Clinical Cancer Research

Publication Date

July 30, 2018

Authors

Fan K, Ritter C, Nghiem P, Blom A, Verhaegen ME, Dlugosz A, Odum N, Woetmann A, Tothill RW, Hicks RJ, Sand M, Schrama D, Schadendorf D, Ugurel S, Becker JC

Abstract

PURPOSE:
Merkel cell carcinoma (MCC) is an aggressive skin cancer with neuroendocrine differentiation. There is an unmet need for MCC-specific blood-based surrogate biomarkers of tumor burden; circulating cell-free micro(mi)RNA may serve this purpose.

EXPERIMENTAL DESIGN:
Expression of miR-375 was quantified in 24 MCC and 23 non-MCC cell lines, 67 MCC and 58 non-MCC tumor tissues, sera of two preclinical MCC models, sera of 109 MCC patients and 30 healthy controls by nCounter®human-v2-miRNA expression or miR-375 specific real-time PCR assays. The patients’ sera consisted of two retrospective (discovery and training) and two prospective (validation) cohorts.

RESULTS:
miR-375 expression was high in MCC cell lines and tissues compared to non-MCCs.
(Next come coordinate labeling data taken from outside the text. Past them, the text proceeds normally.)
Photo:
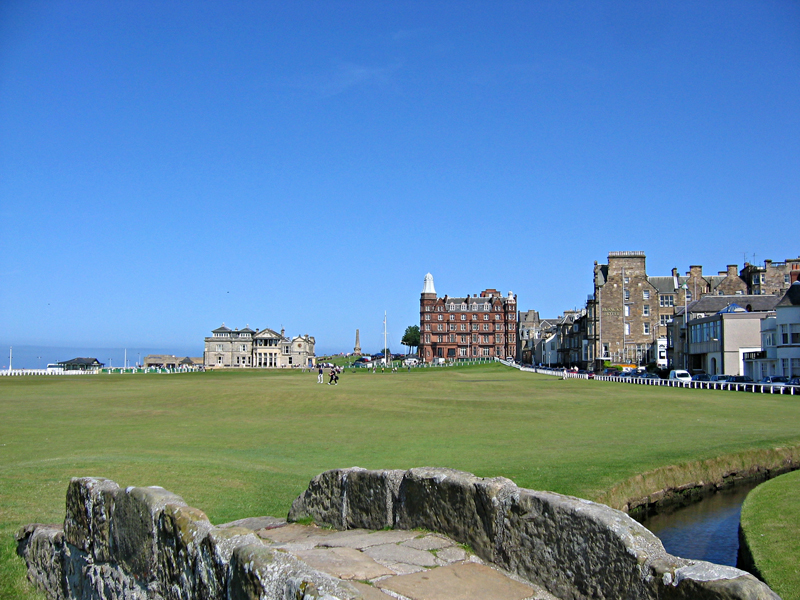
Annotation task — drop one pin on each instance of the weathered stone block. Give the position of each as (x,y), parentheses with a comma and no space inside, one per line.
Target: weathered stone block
(90,502)
(259,572)
(182,574)
(576,548)
(455,503)
(41,547)
(134,529)
(370,498)
(323,501)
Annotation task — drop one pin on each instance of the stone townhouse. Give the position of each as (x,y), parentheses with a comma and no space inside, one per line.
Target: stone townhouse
(772,278)
(249,348)
(466,327)
(629,312)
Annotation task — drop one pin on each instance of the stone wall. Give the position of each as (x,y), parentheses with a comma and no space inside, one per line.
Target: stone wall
(574,548)
(146,543)
(138,543)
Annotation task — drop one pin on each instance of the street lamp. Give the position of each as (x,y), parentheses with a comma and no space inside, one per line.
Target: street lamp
(685,288)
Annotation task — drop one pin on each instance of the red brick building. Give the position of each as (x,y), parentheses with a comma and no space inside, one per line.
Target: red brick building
(466,328)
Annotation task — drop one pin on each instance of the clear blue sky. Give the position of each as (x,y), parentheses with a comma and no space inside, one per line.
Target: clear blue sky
(167,166)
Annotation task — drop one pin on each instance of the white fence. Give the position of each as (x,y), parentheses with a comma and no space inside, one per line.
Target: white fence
(758,388)
(16,372)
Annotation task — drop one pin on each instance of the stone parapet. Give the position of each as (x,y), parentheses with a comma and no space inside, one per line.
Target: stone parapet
(146,544)
(574,548)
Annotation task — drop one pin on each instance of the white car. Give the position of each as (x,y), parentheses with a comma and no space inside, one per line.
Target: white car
(680,375)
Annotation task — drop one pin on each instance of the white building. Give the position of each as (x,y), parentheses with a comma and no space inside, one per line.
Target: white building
(265,348)
(780,340)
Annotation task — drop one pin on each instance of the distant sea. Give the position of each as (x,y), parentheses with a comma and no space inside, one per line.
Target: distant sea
(38,357)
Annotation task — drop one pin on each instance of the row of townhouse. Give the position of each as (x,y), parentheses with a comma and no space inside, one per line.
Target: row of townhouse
(630,318)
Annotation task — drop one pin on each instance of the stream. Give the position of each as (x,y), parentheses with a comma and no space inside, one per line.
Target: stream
(706,530)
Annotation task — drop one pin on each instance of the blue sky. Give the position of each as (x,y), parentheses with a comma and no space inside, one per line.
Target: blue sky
(169,166)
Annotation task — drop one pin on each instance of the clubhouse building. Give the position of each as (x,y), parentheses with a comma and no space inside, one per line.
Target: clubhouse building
(253,348)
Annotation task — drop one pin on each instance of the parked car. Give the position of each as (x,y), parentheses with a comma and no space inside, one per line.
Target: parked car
(680,375)
(778,380)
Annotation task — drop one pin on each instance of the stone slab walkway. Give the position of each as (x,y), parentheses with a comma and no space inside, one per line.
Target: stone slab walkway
(404,565)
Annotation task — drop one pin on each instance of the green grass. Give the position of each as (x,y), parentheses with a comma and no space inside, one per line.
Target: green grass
(771,521)
(246,443)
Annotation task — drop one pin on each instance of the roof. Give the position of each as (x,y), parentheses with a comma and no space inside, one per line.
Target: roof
(792,296)
(81,361)
(664,285)
(714,304)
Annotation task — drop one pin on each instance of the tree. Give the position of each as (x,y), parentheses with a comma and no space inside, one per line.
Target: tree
(411,337)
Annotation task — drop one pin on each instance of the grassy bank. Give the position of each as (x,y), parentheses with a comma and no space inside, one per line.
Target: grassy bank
(241,444)
(770,524)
It was readily detected in MCC conditioned medium and sera of preclinical models bearing MCC xenografts. miR-375 levels were higher in sera from tumor-bearing MCC patients than in tumor-free patients or healthy controls (p<0.0005). Moreover, miR-375 serum levels correlated with tumor stage in tumor-bearing (p=0.037) but not in tumor-free (p=0.372) MCC patients. miR-375 serum level showed high diagnostic accuracy to discriminate tumor-bearing and tumor-free MCC patients as demonstrated by receiver operating characteristic curve analysis in the retrospective cohorts (AUC=0.954 and 0.800) as well as in the prospective cohorts (AUC=0.929 and 0.959). miR-375 serum level reflected dynamic changes in tumor burden of MCC patients during therapeutic interventions. CONCLUSIONS: Circulating cell-free miR-375 proved as a surrogate marker for tumor burden in MCC without restriction to polyomavirus positivity, it thus appears to be useful for therapy monitoring and the follow-up of MCC patients.